American Airlines Inc. said Wednesday it intends to close its Kansas City, Mo., maintenance base in September and eliminate about 700 maintenance and engineering jobs.
The decision could mean more jobs at American’s Fort Worth base at Alliance Airport, as well as at its biggest base in Tulsa, Okla., as the carrier redistributes the work done in Kansas City.
American, which acquired the large maintenance center in 2001 with its purchase of Trans World Airlines Inc.’s assets, had warned in March that three bases might be too many.
In a letter to employees Wednesday, American said the closing was a natural consequence of the shrinking of its fleet from more than 900 aircraft after the TWA purchase to about 600 now, and the restructuring of its route system this year.
“As American, like the rest of the industry, continues to reduce capacity, we must be strategic in structuring a maintenance system that serves the needs of the fleet we fly today as well as the plans in place for our airline in the future,” wrote American executive Carmine J. Romano.
The closing will leave American’s Alliance and Tulsa bases as the primary locations for maintenance, repair and overhaul (MRO) on the carrier’s fleet of Boeing and McDonnell Douglas aircraft.
American said it also will make changes to its line operations that maintain aircraft at airports.

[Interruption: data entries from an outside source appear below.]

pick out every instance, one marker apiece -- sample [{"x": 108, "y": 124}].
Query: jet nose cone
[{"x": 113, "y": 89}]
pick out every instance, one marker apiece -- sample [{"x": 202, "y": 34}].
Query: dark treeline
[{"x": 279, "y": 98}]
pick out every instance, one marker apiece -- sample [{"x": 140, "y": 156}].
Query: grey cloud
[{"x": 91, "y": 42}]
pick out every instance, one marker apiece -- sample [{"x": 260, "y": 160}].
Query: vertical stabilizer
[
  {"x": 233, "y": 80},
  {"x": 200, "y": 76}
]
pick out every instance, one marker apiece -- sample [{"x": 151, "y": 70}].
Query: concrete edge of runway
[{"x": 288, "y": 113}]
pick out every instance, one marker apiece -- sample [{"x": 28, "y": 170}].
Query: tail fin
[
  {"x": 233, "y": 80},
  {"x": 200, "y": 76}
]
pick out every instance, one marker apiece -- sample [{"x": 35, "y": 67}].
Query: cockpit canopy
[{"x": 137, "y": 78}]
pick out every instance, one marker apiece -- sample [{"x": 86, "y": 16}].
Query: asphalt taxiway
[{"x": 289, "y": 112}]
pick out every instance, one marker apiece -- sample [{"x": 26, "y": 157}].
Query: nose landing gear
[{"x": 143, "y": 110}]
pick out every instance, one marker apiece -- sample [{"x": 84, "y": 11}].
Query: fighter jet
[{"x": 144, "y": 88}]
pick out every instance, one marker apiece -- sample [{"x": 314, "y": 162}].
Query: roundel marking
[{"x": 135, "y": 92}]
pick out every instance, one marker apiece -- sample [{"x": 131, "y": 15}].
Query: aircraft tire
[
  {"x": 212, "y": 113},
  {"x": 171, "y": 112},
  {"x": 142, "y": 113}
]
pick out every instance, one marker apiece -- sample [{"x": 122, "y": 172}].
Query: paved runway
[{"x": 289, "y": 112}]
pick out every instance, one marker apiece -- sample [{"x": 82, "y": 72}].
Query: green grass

It will downgrade its San Francisco line maintenance to a secondary station, close stations in Kansas City, Detroit, Minneapolis-St. Paul and San Jose, Calif., and reduce the size of its St. Louis operations, effective in September.
American said the reductions will probably mean 490 job losses in Kansas City, 100 in San Francisco, 80 in St. Louis, 19 in Minneapolis-St. Paul, 18 in San Jose and 15 in Detroit, for a total of 722.
“Our goal with these changes,” Romano wrote, “is to move toward a more flexible, cost-efficient operation that improves flow and takes into account the long-term impact of the recession on travel, deep capacity cuts across the industry, and a corresponding decline in the MRO business, along with the changes to our network and corresponding fleet size.”
In a statement, Transport Workers Union official John Conley said the “deep cuts are especially painful” and don’t reflect on the “quality, skill, work ethic and professional behavior exhibited by those affected – performance is not the question.”
Conley, director of the union’s air transport division, said the union was “still hopeful that before the Kansas City facility closes late next year that industry conditions will improve and allow many of our members to find work elsewhere in the company.”
Romano, senior vice president of maintenance and engineering, said the airline will offer incentives to reduce the number of involuntary layoffs, including a $12,500 payment for people voluntarily quitting and a “stand in stead” program in which higher-seniority employees can volunteer to be furloughed.